How can I converge loss to a lower value?(tensorflow)

633 views Asked by At

I used tensorflow object detection API.
Here is my environment.
All images are from coco API

Tensorflow version : 1.13.1
Tensorboard version : 1.13.1
Number of test images : 3000
Number of train images : 24000
Pre-trained model : SSD mobilenet v2 quantized 300x300 coco
Number of detecting class : 1(person)

And here is my train_config.

train_config: {
  batch_size: 6
  optimizer {
    adam_optimizer: {
        learning_rate {
            exponential_decay_learning_rate: {
        initial_learning_rate:0.000035
        decay_steps: 7
        decay_factor: 0.98      
          }
        }
      }
    }
  fine_tune_checkpoint: "D:/TF/models/research/object_detection/ssd_mobilenet_v2_quantized_300x300_coco_2019_01_03/model.ckpt"
  fine_tune_checkpoint_type:  "detection"
  num_steps: 200000
  data_augmentation_options {
    random_horizontal_flip {
    }
  }
  data_augmentation_options {
    ssd_random_crop {
    }
  }
}

I can't find optimized learning rate, appropriate decay steps and factor.
So I did many training, but the result is always similar.
How can I fix this??
I already spent a week just for this problem..
On the other post, someone recommended that add a noise to data set(images).
But I don't know what it means.
How can I make that happen?

1

There are 1 answers

0
dnl_anoj On BEST ANSWER

I think what was referenced on the other post was to do some data augmentation by adding some noisy images to your training dataset.
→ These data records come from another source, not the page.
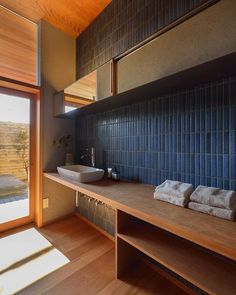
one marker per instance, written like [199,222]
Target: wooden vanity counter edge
[136,199]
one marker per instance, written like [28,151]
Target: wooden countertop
[136,199]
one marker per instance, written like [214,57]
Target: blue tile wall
[189,136]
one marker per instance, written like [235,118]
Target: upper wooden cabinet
[78,94]
[96,86]
[202,38]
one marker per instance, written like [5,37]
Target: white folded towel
[179,201]
[214,197]
[218,212]
[175,188]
It means that you apply some random transformations to your input so that the model aims to generalize better. A type of noise that can be used is the Random Gaussian noise (https://en.wikipedia.org/wiki/Gaussian_noise) which is applied by patch in the object-detection API. Although it seems that you have enough training images it is worth a shot. The noise would look like :

...
data_augmentation_options {
  random_horizontal_flip {
  }
}
data_augmentation_options {
  ssd_random_crop {
  }
}
data_augmentation_options {
  randompatchgaussian {
    // The patch size will be chosen to be in the range
    // [min_patch_size, max_patch_size). 
    min_patch_size: 300;
    max_patch_size: 300; //if you want the whole image to be noisy
  }
}
...

For the list of data augmentation you can check : https://github.com/tensorflow/models/blob/master/research/object_detection/protos/preprocessor.proto

Regarding the learning rate one common strategy is to try on large learning rate (0.02 for instance) and one very small as you have tried already. I would recommend you to try with 0.02, leave it for a while or use the exponential decay learning rate to see if the results are better.

Changing the batch_size can also have some benefits, try batch_size = 2 instead of 6.
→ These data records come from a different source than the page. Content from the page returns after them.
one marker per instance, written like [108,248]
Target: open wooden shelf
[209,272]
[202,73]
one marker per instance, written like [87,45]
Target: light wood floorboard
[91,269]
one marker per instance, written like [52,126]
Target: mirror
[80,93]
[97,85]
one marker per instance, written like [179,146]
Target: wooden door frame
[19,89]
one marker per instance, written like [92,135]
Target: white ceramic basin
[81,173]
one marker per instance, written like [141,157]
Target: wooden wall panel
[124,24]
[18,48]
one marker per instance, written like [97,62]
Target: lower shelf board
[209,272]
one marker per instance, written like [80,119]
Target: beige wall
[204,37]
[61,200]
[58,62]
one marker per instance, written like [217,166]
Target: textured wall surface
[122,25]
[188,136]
I would also recommend you to leave the training for more steps until you see no improvements at all in the training, maybe leave it until the 200000 steps define in your configuration.

Some deeper strategies can help the model to perform better, they have been said on this answer : https://stackoverflow.com/a/61699696/14203615

That being said, if your dataset is correctly made you should get good results on your test set.